Study Period: one year from the start of treatment
Study Population: 100 patients who achieved SVR after receiving SOF/DAC± Ribavirin For HCV infection.
group A: patients achieved SVR after DAADs without development of HCC.
group B: patients achieved SVR after DAADs with development of HCC.
- inclusion criteria :-
1. Cirrhotic patients who achieved of SVR Confirmed by negative HCV PCR at 1 and 3 month after end of treatment.
2. Age >18 year
-exclusion criteria:-
1. Patients with other etiology of liver disease except HCV
2. patients with previously treated HCC
3. patients with extra hepatic tumors.
Sample method :- Convenience sampling
Sample Size:- 100 patients
Ethical Considerations :- the patient should be informed that they are included in our study to evaluate the genetic susceptibility for development of HCC after achieving SVR after DAAs
Study Interventions:-
All included patients will be subjected to the following:-
1- Full history taking : with detailed history regarding the used regimen of DAADs including doses and duration and side effects if occur.

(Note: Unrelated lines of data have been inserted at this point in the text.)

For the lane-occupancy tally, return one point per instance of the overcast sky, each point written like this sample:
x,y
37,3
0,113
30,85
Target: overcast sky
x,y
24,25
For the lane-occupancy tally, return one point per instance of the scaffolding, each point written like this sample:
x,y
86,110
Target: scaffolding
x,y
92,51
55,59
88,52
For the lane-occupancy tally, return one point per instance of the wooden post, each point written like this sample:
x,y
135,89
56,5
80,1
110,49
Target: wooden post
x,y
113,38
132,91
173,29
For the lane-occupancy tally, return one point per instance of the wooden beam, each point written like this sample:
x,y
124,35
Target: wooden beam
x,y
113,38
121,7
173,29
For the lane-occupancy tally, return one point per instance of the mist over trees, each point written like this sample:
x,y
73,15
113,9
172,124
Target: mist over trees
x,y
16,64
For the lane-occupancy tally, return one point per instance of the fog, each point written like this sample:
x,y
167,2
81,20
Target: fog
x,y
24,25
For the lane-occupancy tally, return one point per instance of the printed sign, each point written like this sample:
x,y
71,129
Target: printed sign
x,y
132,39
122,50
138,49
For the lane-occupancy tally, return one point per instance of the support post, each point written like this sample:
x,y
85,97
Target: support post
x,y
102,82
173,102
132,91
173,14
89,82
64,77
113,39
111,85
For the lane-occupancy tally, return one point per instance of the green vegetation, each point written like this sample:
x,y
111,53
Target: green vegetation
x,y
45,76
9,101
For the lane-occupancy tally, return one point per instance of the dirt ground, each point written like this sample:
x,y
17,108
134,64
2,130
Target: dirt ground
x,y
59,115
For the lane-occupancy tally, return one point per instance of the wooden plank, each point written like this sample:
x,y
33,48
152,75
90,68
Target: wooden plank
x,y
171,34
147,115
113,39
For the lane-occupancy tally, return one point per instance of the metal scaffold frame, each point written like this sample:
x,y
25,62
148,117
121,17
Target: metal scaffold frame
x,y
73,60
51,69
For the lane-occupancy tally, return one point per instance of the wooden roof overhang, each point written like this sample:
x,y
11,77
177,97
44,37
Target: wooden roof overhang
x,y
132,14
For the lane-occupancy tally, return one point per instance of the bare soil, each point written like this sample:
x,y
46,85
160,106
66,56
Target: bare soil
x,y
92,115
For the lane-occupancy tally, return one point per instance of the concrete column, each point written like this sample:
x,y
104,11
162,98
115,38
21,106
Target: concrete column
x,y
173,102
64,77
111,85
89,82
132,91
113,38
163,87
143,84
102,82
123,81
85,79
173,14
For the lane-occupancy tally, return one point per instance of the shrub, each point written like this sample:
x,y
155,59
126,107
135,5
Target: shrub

2- Full examination:- general including signs of LCF and local abdominal examination including liver, spleen and ascites
3- Laboratory investigations:- CBC, Alanine aminotransferase (ALT), Aspartate aminotransferase (AST) , serum total bilirubin , serum albumin and prothrombin time (Pt), serum creatinine, alphafetoprotein
4- HCV PCR at 1 and 3 months after end of treatment
5- Abdominal U/S at 1, 3 and 6 months after end of treatment.
6- Assessment of fibrosis : FIB-4 INDEX and APRI SCORE will be calculated for all patients and transient elastography if available.
7- Triphasic CT abdomen with contrast in suspected cases of HCC.
8- The patients will be tested for Single Nucleotide polymorphism (SNP) rs17047200 in TLL1 gene:-
⮚ Sample collection: whole blood will be collected from all patients and will be centrifuged to separate the buffy coat.
⮚ Genome DNA will be extracted from the buffy coat using a QiA Amp DNA blood mini kit (Qlagen, Germany).
⮚ Extraction of DNA: will take place in biosafety cabinets level II ( lobanco USA ) according to the manufactures instructions .
⮚ DNA sample obtained will be preserved at -80 c until further use .Genetic polymorphism of SNPs will be genotyped using Togman SNP genotyping Assays via a7500 Fast real-time PCR system (Applied biosystems , Foster city CA. USA ).
⮚ All laboratory work will be done at the Molecular and genetic unit of Medical Ain Shams research Inistitute ( MASRI).
Diagnosis of HCC :-
a- Abdominal ultrasound with doppler to detect :- hepatic focal lesions (size ,number, site, echogenecity, relation to surrounding and cystic or solid ), Detection of abdominal lymphadenopathy, vascular invasion by the tumor.
b- CT triphasic pelviabdominal: for diagnosis of HCC through the criteria of enhancement in the early arterial phase and washout in portovenous and delayed phases compared to the rest of the liver ( Ghanaati et al., 2012).also to detect size ,number , site of Hepatic focal lesion and the presence of vascular invasion.
c- Dynamic MRI with heavy T2 diffusion : To diagnose HCC that can’t be assessed or not conclusive in The triphasic PA CT .(Kanematsu et al., 2012).
● Statistical Analysis :- chi-square test will be used to compare between groups with qualitative data
● Statistical Package:- data will be collected, revised, coded and entered to the statistical package for social science SPSS version 23 the data will be presented as number and percentage.